AWK is actually a programming language which is specially designed for processing texts. The name “AWK” is derived from the family name of its authors – Alfred Aho, Peter Weinberger, and Brian Kernighan. AWK is by default available on most Linux distributions. We can check whether it is present by using the “which” command.
AWK is very simple to use. It can be used either directly from the command line or by executing a text file containing AWK commands.
To install AWK on Debian based system, use apt package manager:
sudo apt-get update sudo apt-get install gawk
On RPM based system, we can use yum package manager to install AWK as shown below:
yum install gawk
Program Structure
The program structure of AWK is as follows:
- BEGIN Block
- Body
- END Block
The following diagram depicts the program structure of AWK in a more precise manner:
BEGIN Block
This is the first section which is executed in the program however it is executed only once. BEGIN is a keyword and hence it should be in uppercase letters. This is mainly used to initialize variables. Also please note that this section is not mandatory, it is optional.

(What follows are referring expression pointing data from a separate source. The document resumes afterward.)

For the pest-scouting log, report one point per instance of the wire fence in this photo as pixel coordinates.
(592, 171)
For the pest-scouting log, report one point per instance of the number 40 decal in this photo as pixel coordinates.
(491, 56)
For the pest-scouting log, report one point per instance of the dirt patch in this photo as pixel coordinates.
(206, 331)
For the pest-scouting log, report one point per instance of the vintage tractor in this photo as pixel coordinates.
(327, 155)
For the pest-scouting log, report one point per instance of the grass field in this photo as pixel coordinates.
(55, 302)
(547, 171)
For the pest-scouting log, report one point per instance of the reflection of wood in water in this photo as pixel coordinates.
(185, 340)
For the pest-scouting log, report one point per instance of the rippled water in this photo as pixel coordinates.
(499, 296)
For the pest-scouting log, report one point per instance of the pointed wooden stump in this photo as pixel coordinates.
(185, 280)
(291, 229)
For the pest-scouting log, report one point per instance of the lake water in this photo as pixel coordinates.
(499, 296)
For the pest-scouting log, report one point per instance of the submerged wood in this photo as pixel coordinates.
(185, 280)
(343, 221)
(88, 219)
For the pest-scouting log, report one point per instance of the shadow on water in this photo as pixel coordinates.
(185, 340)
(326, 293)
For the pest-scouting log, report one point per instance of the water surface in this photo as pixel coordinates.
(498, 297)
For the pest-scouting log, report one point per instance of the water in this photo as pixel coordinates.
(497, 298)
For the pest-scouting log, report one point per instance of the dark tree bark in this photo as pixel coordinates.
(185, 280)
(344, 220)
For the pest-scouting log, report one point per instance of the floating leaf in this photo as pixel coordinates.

The syntax of BEGIN block is as follows:
BEGIN {awk commands}
BODY Block
This block performs three steps as follows:
Step | Purpose |
Read | Read each line from the input stream and store in its memory |
Execute | Execute AWK commands on every line. If we need to restrict this, we have to use certain patterns |
Repeat | Repeat the above two steps until the end of the file. |
The syntax of Body block is as follows:
pattern {actions}
END Block
As its name indicates, it is executed at the end of the program. Here END is a keyword hence it should be in uppercase letters. This block is also optional.

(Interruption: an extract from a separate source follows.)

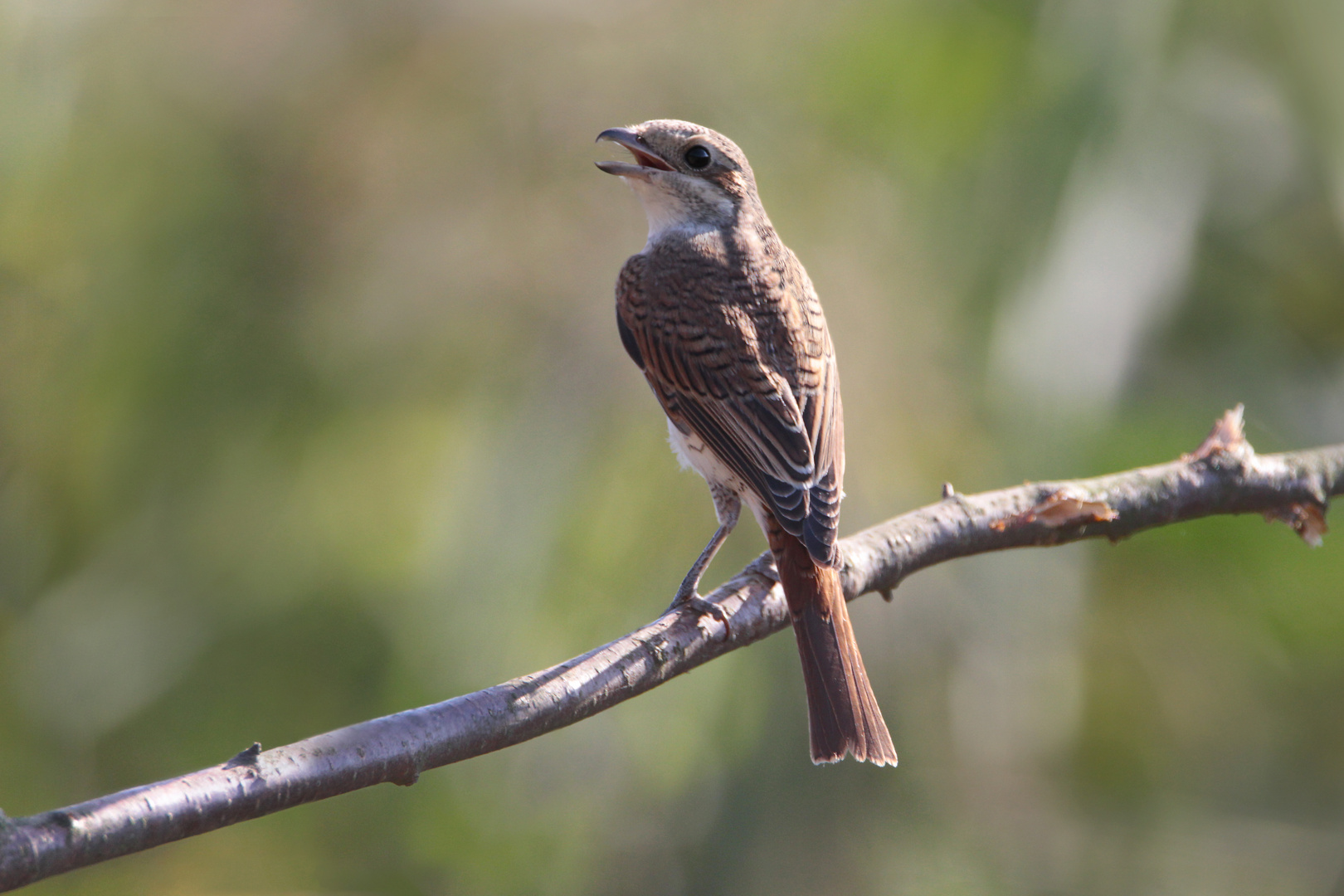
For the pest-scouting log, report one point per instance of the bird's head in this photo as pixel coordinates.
(689, 178)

The syntax of END block is as follows:
END {awk-commands}
How to execute AWK commands?
As already mentioned above, it can be executed either from command line or by executing a text file. To specify AWK commands in command line, use the following pattern:
awk [options] file
Here the “file” specifies the file on which AWK commands are to be executed. Consider the following example for more clarification.

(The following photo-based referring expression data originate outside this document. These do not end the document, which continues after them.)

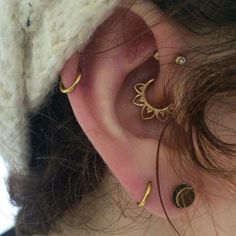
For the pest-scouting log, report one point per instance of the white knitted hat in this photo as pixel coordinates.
(36, 38)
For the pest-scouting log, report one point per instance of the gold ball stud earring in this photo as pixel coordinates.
(142, 203)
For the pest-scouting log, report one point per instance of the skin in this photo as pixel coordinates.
(102, 104)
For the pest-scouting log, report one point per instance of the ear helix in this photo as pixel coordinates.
(183, 195)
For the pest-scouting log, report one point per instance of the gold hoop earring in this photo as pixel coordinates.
(146, 195)
(71, 88)
(148, 111)
(183, 196)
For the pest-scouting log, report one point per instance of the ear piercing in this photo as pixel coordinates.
(183, 196)
(148, 111)
(71, 88)
(146, 195)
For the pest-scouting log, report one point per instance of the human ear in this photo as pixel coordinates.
(120, 55)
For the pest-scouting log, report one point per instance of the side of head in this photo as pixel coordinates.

Example 1: Consider a text file list.txt as follows:
Suppose we need to print the entire contents of this text file (list.txt) containing the list of grocery items and its quantity. The AWK command to execute the same is as follows:
awk '{print}' list.txt
In order to execute the AWK commands which are given in a file, use the following pattern:
awk [options] -f file
Example 2:
To execute the above example by executing commands in a text file, we should initially create a text file (commands.awk) which contains the command:
{print}
Now we can instruct AWK to read commands from text file and then perform the required task. This can be achieved by using the -f option along with the awk command.
awk -f commands.awk list.txt
Some other examples of awk are as follows:
Example 3:
Print the second column of list.txt
awk '{print $2}' list.txt
Here $2 represents second column. $1, $2, $3… represents the first, second, third columns… in a row respectively. In order to print an entire row, use $0. In the above example, it prints the second column in each row.
If we need to print 2nd and 3rd columns, use the command:
awk '{print $2, $3}' list.txt
Example 4:
Use ‘if‘ command with awk
awk '{if ($1=="2") print $0;}' list.txt
Here it checks whether 1st column matches with “2”. If yes, then it prints that entire row.
Example 5:
Use ‘for‘ command with awk
awk 'BEGIN { for(i=1;i<=5;i++) print "Cube of", i, "is",i*i*i; }'
The output will be as follows:
Built-in Variables
The built-in variables used in awk are as follows:
Variables | Purpose |
0, $1, $2, … | Entire row, first column, second column, … |
FS | Input field separator |
OFS | Output field separator |
NF | Number of fields |
NR | Number of records |
I believe now you have got a basic idea about Awk and its uses. It is actually a very powerful filter. Here I have mentioned the basic features/uses only, it is even more and can only be made handy with practice.